Analysis of the antifungal activity of new formulations of voriconazole

Identifier:  TFG:2133

Handle: https://hdl.handle.net/20.500.11797/TFG2133

Authors:  Dolader Ballesteros, Elena

Abstract:
Fungi are eukaryotic organisms with applications both in the biotechnology industry and in the ecological field. In spite of presenting these characteristics, the last two decades it has increased the amount of fungal infections due to the emerging opportunistic pathogens. The genus most isolated in the clinic are Candida and Aspergillus. Currently, the treatment of this type of infections is limited to the low variety of antifungals, the few therapeutic targets, the toxicity of the drugs and the mechanisms of resistance of the species.
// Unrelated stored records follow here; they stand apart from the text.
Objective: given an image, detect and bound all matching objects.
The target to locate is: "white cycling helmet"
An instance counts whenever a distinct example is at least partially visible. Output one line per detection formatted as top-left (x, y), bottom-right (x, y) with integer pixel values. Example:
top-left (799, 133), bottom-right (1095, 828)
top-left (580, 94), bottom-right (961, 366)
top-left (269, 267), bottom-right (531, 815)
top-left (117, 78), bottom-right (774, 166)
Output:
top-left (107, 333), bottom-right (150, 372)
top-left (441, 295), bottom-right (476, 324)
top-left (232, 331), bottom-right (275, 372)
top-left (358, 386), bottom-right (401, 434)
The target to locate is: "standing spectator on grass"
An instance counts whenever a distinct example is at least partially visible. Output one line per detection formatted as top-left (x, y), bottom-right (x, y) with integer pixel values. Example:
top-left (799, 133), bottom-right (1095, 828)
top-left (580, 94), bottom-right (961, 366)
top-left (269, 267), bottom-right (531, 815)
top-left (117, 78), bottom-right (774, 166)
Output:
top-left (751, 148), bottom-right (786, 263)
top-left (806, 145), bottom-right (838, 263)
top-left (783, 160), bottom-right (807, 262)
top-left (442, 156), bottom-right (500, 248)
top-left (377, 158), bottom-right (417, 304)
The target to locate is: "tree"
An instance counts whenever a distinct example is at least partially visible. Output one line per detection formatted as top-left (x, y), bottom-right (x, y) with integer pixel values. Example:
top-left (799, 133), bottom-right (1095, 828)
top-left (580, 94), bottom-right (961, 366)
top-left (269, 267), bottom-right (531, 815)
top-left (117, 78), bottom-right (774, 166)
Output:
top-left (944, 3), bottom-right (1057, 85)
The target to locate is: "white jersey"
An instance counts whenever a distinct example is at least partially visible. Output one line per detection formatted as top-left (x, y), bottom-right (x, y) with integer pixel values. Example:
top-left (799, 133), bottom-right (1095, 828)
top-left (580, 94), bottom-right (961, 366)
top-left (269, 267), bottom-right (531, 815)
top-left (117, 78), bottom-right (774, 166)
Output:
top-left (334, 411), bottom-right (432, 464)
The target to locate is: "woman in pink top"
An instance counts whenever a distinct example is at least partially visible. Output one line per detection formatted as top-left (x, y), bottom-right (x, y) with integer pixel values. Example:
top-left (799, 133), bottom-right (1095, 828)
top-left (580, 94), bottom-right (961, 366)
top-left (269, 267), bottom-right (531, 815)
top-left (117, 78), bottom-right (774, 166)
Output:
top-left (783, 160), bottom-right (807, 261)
The triazoles, the azoles of second generation, are the most used antifungals nowadays. Voriconazole is the first therapeutic resource used to treat aspergillosis and some types of candidiasis. This drug has a wide range of application and is easy to administer orally but has certain limitations: hepatotoxicity and variable pharmacokinetics and biodistribution. The new formulations of voriconazole analyzed in the study, are able to form polymeric micelles systems that keep voriconazole in its hydrophobic core. In addition to the permeability and solubility of the compound, micellar systems can alter pharmacokinetics and biodistribution and modulate the toxicity of the drug. Therefore, the new formulations can increase the efficacy of voriconazole in fungal infections. In this study, an analysis of the in vitro activity, biodistribution, toxicity and efficacy of the new formulations was developed. Although there was no significant difference in in vitro antifungal activity, the biodistribution of one of the formulations showed a reduction in liver toxicity compared to voriconazole. Keywords: opportunistic pathogens; Candida; Aspergillus; voriconazole; toxicity; biodistribution; polymeric micelles.